Update 2: I have previously written a bit more extensively about my reservations about quantification here.
I remember the first time I saw Hans Rosling present his Gapminder project. In a TED video he wowed the crowd by bringing boring tables of statistics to life through stunning animations. His innovative presentation of data dispelled myths and misconceptions. By making statistics something we could visualize, Rosling showed me the power of a good visualization.
[youtube=http://www.youtube.com/watch?v=hVimVzgtD6w]
That is why a new project called GeoCommons is so exciting. GeoCommons is the consumer product that includes “Finder!” and “Maker!”. They allow, as you might expect, anyone to find or make stunning maps of geo-coded data. Data sets are easily exportable to mapping services like Google Earth or Microsoft Virtual Earth. When they unveil Maker! in the coming weeks, expect it to do for geo-visualization what the Google Maps API did for geo-mashups. Take, for example, the map below.
According to TechCrunch who covered GeoCommons today, the orange circles represent carbon emmissions while the darker shaded regions show heavier population densities.
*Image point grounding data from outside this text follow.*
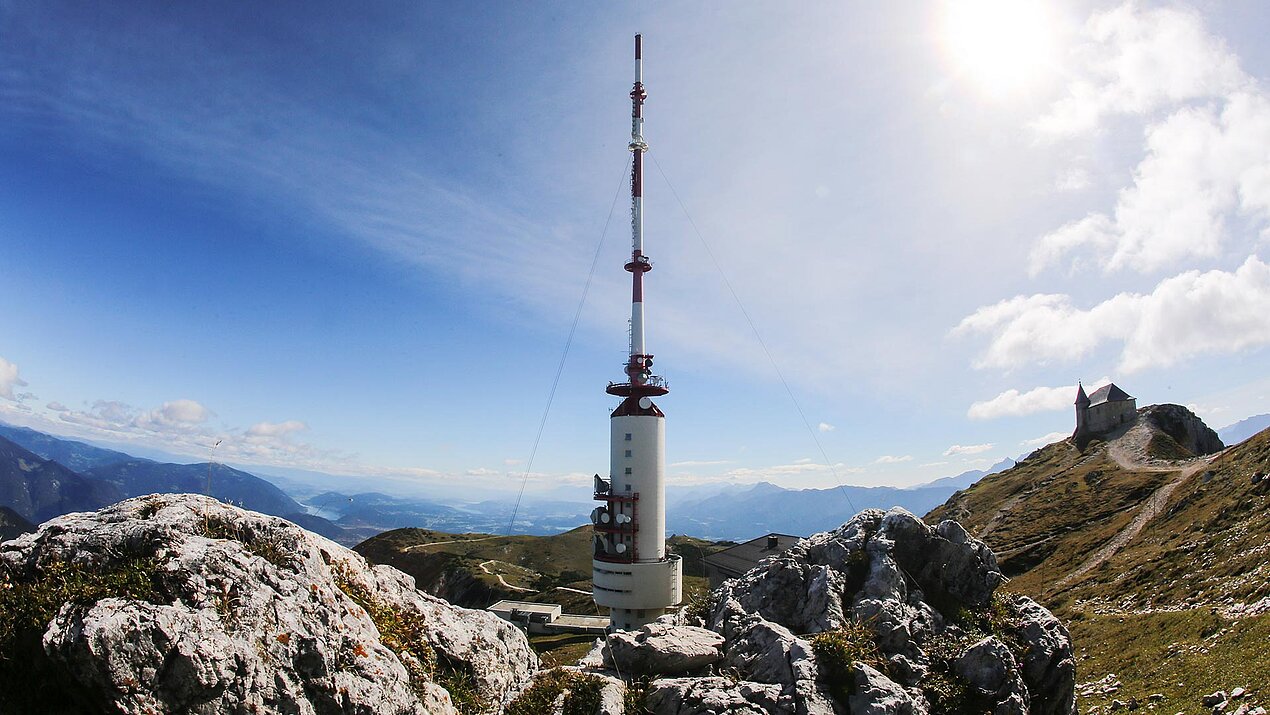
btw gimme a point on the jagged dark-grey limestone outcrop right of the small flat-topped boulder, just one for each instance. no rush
(912, 585)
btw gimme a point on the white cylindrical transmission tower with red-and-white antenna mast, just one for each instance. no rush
(632, 573)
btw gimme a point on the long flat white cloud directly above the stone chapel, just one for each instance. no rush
(1187, 316)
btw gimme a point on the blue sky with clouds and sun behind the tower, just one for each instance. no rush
(354, 239)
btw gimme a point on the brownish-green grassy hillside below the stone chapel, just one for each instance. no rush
(1161, 613)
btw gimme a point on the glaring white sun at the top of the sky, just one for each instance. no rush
(1001, 46)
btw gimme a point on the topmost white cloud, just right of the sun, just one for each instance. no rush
(1136, 62)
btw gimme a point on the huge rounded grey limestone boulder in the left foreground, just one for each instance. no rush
(180, 604)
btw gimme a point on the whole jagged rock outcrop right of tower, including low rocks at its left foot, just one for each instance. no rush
(885, 615)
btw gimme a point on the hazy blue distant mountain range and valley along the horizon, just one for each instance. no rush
(92, 477)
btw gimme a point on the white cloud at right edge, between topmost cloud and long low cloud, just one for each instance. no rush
(1202, 167)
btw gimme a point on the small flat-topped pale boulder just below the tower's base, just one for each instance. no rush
(660, 648)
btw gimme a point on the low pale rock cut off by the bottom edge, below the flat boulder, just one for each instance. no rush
(714, 695)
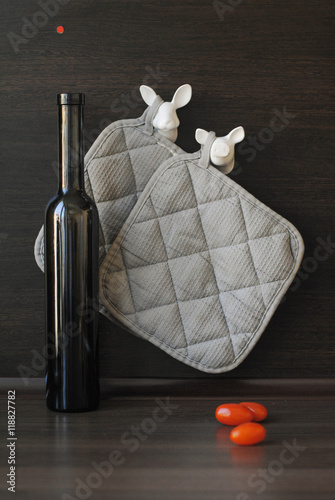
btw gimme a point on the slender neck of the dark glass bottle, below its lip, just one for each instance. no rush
(71, 159)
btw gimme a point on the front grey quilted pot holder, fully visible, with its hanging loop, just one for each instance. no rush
(200, 265)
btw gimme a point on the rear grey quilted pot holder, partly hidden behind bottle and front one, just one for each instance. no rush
(117, 168)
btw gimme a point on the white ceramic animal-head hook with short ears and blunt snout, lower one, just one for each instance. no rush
(223, 148)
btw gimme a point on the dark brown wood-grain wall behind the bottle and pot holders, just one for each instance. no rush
(247, 61)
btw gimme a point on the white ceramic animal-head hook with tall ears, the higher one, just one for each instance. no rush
(166, 121)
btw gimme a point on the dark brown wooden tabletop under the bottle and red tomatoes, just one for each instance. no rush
(177, 453)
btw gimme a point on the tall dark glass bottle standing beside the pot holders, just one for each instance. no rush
(71, 238)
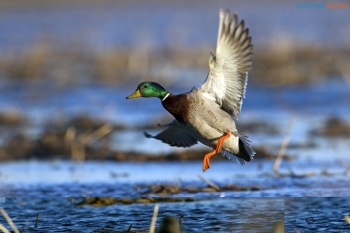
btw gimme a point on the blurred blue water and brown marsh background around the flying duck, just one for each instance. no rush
(67, 66)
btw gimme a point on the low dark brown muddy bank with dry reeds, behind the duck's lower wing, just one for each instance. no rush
(52, 145)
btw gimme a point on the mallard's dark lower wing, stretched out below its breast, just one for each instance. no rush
(175, 135)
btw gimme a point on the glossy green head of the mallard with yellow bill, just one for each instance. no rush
(149, 89)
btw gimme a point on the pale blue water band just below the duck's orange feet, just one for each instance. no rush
(65, 178)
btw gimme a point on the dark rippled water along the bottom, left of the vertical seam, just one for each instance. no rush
(219, 215)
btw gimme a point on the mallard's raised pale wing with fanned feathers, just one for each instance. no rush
(228, 75)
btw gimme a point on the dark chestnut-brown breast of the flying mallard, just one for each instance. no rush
(178, 106)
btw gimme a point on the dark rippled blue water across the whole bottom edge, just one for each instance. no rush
(306, 214)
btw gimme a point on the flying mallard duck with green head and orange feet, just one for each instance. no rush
(206, 114)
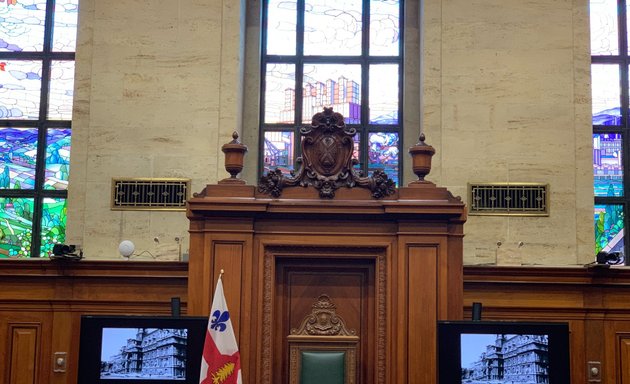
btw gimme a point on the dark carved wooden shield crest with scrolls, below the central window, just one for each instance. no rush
(327, 162)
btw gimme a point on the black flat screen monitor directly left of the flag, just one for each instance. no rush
(141, 349)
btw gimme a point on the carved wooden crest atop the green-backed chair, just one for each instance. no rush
(323, 321)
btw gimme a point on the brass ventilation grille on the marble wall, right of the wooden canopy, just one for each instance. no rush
(514, 199)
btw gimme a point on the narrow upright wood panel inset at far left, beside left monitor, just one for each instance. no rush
(25, 348)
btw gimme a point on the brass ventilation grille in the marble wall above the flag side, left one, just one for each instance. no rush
(150, 194)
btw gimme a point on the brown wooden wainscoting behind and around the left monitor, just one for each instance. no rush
(41, 303)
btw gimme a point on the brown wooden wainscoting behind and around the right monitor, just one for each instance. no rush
(593, 301)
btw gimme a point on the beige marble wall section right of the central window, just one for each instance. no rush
(507, 99)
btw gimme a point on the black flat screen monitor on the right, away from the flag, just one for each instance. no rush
(480, 352)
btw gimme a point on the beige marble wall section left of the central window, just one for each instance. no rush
(158, 91)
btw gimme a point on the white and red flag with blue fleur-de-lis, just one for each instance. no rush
(221, 361)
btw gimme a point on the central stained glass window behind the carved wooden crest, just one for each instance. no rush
(344, 54)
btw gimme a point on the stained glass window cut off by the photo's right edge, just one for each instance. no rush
(610, 100)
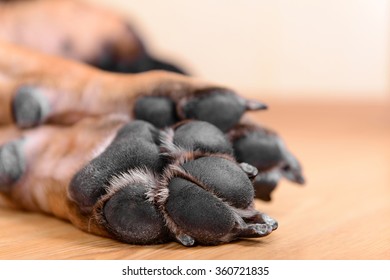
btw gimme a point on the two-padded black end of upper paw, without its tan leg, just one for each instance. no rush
(165, 108)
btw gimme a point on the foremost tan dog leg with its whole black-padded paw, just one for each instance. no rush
(135, 183)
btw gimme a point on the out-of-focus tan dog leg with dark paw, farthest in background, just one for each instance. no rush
(80, 31)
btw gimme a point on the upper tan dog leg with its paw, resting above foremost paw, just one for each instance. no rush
(61, 91)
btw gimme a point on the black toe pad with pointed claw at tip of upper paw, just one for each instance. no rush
(218, 106)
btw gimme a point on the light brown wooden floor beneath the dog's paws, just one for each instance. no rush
(342, 213)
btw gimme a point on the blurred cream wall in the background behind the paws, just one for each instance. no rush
(305, 48)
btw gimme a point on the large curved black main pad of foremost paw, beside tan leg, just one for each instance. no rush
(134, 146)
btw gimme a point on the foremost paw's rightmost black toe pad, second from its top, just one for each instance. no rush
(224, 178)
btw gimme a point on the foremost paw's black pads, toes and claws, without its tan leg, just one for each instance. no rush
(193, 191)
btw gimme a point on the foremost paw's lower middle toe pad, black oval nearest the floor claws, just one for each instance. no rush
(198, 213)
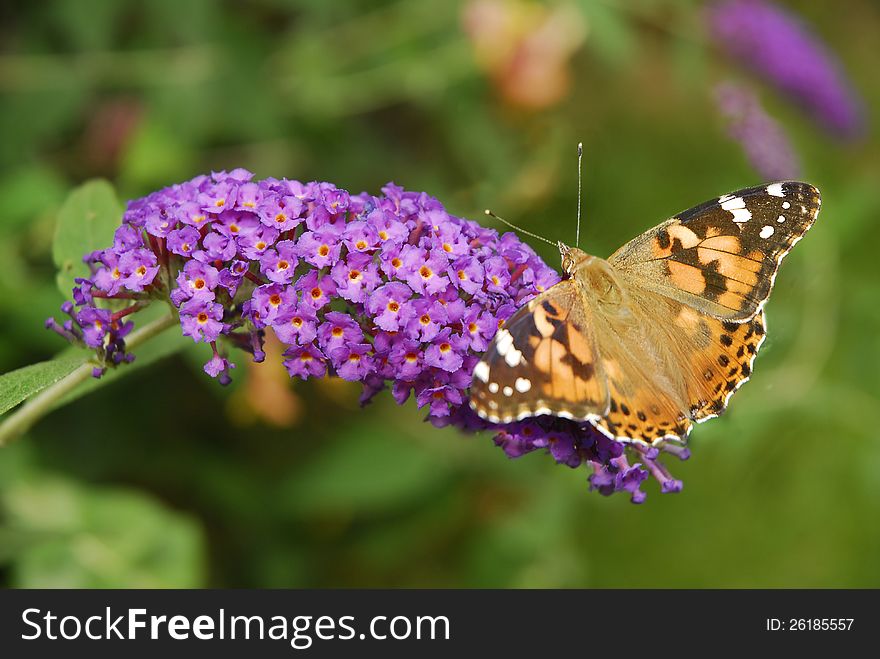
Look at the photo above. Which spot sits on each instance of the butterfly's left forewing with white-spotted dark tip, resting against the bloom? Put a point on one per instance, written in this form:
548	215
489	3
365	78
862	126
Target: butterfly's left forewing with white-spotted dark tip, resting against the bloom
542	361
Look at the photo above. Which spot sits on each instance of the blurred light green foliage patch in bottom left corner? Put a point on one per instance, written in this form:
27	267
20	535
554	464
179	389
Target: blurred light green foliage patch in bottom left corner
66	535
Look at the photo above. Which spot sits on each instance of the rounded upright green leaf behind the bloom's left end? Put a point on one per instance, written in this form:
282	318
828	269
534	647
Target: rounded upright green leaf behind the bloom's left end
86	222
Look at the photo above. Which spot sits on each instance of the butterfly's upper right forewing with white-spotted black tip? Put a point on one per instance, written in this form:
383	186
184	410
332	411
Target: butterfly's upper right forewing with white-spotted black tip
721	257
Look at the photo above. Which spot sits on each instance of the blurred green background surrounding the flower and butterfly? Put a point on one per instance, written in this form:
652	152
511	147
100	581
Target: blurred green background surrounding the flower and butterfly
165	479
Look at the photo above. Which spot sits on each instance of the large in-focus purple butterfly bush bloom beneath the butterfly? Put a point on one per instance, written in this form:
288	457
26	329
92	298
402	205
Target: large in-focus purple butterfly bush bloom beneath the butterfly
390	290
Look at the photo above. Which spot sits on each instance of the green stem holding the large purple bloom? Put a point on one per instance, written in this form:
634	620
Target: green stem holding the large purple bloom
22	419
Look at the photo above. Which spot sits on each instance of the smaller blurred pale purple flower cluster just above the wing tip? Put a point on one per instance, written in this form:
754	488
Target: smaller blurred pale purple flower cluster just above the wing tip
762	138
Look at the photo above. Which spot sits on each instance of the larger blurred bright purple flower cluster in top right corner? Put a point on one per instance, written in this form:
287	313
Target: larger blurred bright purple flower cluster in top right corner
777	46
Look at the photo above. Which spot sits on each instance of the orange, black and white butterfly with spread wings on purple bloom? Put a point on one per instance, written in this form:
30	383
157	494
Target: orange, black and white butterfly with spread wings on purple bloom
661	334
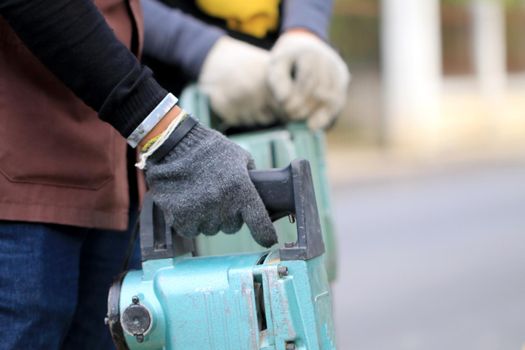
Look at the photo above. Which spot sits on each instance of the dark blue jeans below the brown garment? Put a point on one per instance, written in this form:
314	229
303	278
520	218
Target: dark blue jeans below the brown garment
54	282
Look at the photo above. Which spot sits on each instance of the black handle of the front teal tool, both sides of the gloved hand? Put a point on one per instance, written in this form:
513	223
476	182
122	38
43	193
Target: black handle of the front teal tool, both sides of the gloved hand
285	191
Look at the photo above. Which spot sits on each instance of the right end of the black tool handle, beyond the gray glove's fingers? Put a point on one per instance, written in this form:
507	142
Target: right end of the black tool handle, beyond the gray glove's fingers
290	191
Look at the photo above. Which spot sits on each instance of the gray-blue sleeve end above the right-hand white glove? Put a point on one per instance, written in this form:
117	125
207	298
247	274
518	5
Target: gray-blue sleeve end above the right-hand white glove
313	15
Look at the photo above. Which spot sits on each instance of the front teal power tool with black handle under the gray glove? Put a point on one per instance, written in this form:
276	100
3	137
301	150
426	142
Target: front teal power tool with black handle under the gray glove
274	300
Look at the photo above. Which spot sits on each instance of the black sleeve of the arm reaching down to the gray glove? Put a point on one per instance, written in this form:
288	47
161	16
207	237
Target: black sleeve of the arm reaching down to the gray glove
72	39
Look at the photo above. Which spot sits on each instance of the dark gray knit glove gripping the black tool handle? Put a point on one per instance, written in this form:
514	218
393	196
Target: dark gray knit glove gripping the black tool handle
203	186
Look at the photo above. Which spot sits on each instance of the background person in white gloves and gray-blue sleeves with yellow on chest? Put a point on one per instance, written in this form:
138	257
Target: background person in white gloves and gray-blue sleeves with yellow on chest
260	62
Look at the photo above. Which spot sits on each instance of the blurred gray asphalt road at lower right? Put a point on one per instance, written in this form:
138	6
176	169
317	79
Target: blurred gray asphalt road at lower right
436	261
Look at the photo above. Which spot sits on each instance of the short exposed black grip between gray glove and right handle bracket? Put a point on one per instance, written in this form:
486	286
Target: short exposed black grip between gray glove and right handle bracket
275	188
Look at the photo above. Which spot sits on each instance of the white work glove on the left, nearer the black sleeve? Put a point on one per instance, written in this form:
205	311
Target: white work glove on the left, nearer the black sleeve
234	78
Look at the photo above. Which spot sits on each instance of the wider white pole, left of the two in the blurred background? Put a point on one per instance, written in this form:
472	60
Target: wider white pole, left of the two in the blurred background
411	68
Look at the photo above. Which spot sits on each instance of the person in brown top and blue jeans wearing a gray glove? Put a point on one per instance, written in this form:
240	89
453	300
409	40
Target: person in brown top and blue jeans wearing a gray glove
65	203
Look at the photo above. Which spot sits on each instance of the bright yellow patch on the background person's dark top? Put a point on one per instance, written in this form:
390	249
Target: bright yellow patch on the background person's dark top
252	17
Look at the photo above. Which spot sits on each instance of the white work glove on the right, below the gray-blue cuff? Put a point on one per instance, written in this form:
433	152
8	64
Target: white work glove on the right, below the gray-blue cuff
308	79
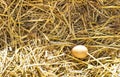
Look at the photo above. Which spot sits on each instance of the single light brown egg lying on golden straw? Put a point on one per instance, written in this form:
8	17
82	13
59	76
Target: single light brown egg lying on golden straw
79	51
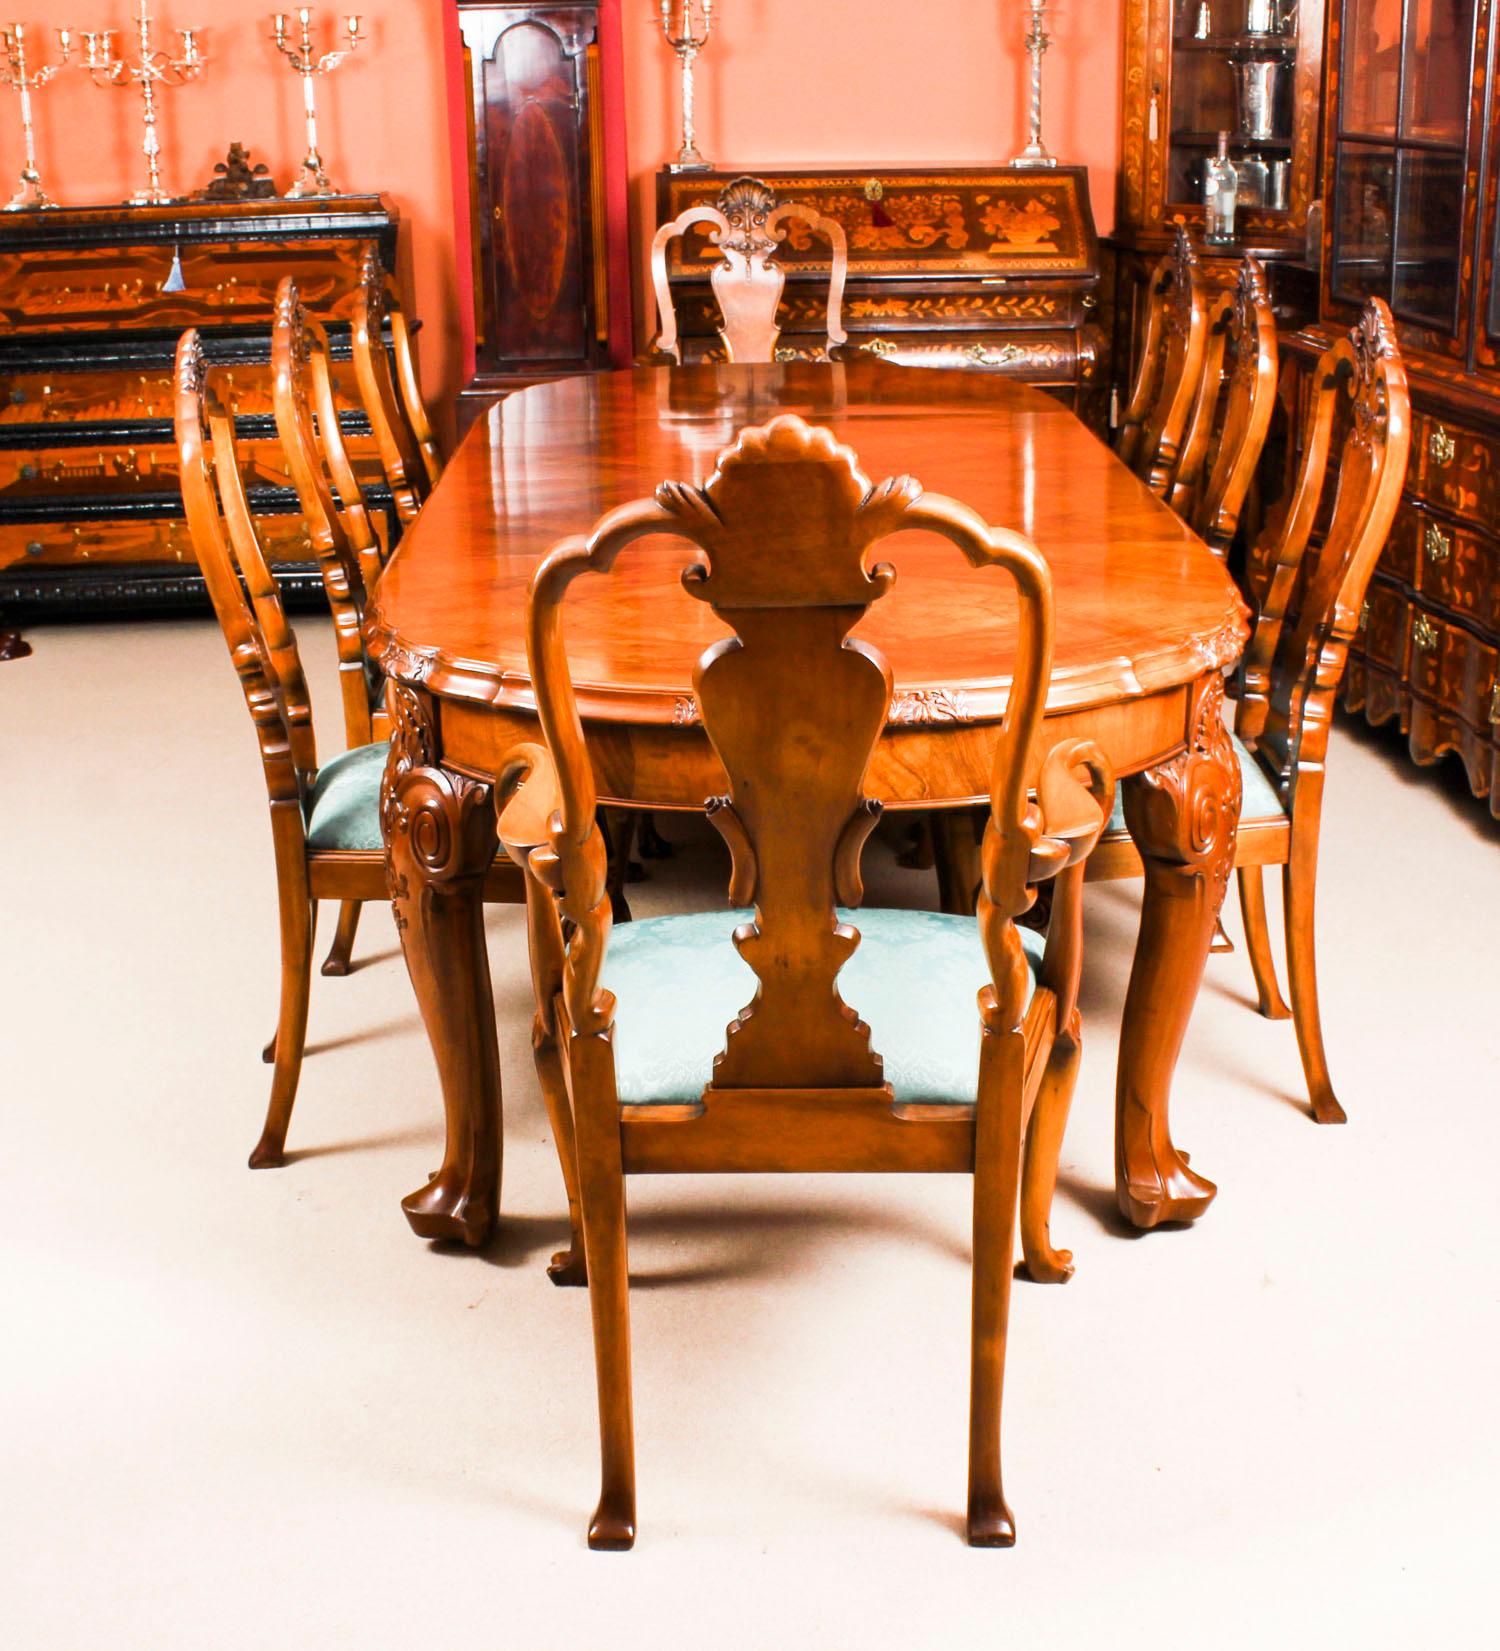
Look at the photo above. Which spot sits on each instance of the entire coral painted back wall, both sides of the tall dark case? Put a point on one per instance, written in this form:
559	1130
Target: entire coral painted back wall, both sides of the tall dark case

Because of this map the amorphous issue of air quality in China is reified. The possibilities are endless and hundreds are already available for examination.
I am incredibly excited to see what geographical data people are able to make concrete. Data is only as good as it is understandable and tools like GeoCommons and Gapminder make data understandable at a glance. They reveal the truth more than a spreadsheet ever could.